Ci sono elementi intenzionali e non intenzionali nel film, e non è il mio compito o il mio obiettivo dire quali debbano rientrare nell’interpretazione personale del film e quali escludere. Trovo interessante che si notino questi aspetti del film, perché la vita e la morte, e cosa c’è prima e dopo di queste, sono elementi essenziali della mia storia. Adam non è strettamente religioso. Lo vediamo come mussulmano perché lo era suo padre, ma la madre è inglese, quindi lui si trova a metà tra due culture. Questo è un altro aspetto interessante del suo carattere, secondo me. È un po’ anche la mia esperienza personale. Adam fa il possibile per far funzionare le cose e trovare il suo posto nel mondo, che è poi il punto di tutto il film. Ovviamente il simbolismo religioso c’è ed è importante nella storia. Ho voluto fin dall’inizio girare almeno due scene, una in moschea e una in chiesa, per esplorare il mondo in cui vive Adam, che non è facile da categorizzare. Dov’è casa sua? Una casa ce l’ha, sì, ma in un certo senso finisce per perderla.
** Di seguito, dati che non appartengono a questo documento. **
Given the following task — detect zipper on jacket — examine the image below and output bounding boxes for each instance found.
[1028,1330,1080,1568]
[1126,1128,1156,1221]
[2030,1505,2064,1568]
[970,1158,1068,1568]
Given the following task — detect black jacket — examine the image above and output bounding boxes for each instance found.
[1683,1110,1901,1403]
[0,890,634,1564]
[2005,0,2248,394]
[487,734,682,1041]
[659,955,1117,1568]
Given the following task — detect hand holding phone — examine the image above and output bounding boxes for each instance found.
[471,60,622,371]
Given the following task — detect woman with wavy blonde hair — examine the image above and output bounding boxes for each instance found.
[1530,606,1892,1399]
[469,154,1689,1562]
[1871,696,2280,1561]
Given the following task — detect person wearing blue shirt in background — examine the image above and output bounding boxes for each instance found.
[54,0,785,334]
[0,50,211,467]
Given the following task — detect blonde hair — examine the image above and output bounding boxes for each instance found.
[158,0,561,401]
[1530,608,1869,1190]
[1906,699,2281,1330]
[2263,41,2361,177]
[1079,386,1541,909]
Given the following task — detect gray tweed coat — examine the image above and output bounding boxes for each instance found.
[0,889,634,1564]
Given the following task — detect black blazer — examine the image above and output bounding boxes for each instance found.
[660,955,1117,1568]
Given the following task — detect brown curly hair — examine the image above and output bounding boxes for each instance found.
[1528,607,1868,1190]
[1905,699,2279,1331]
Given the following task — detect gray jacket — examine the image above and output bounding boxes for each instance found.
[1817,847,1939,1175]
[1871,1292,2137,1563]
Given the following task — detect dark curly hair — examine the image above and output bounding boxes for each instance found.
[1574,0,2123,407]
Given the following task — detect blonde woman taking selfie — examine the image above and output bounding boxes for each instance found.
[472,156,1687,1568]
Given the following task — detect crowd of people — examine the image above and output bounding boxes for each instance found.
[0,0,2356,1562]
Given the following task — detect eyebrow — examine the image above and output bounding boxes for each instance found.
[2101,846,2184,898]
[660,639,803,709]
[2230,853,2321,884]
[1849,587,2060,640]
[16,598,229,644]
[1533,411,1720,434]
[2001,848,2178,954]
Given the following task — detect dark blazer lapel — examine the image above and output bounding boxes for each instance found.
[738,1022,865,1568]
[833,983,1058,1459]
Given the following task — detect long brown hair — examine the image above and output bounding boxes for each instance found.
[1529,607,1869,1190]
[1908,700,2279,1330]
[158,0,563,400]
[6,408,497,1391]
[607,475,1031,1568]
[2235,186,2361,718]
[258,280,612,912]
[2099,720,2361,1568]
Adamo è il primo uomo, secondo la Bibbia, ed è per questo che ho scelto questo nome. Il mio Adam è il primo della sua specie, come si vedrà nel film. Ci sono diversi livelli e diverse interpretazioni nella storia, certo, ma per me rimane una storia semplice, una storia di alienazione e connessioni mancate in senso molto umano. Spero che dica qualcosa su cosa significhi essere umani quando la tua vita è diversa, per quanto poco, da quella della maggior parte degli altri.

Questo è il suo debutto a Venezia. A che posto sta puntando nel mondo del cinema?
Cerco di non pensarci troppo. A questo punto non posso più influenzare come il film sarà accolto. Preoccuparsi troppo del mio posto nel mondo del cinema vorrebbe dire distogliere energie dal mio lavoro e dal mio vero obiettivo, che è fare un altro film e poi un altro e un altro ancora. Sono il tipo di persona che crede che sia necessario sempre andare avanti, un passo alla volta. Sono aperto a fare cose diverse.
Se mi chiedeste se preferisco girare un kolossal o un piccolo film d’arte, credo che direi ingenuamente: entrambi, ammesso sia possibile. Penso che il mio posto come regista sarà comunque non del tutto mainstream. Vorrei distaccarmi almeno un po’ da ciò che è più popolare o dominante. Ma di nuovo, davvero non voglio che sia questa la mia preoccupazione, e voglio continuare a lavorare su ciò che cattura il mio interesse.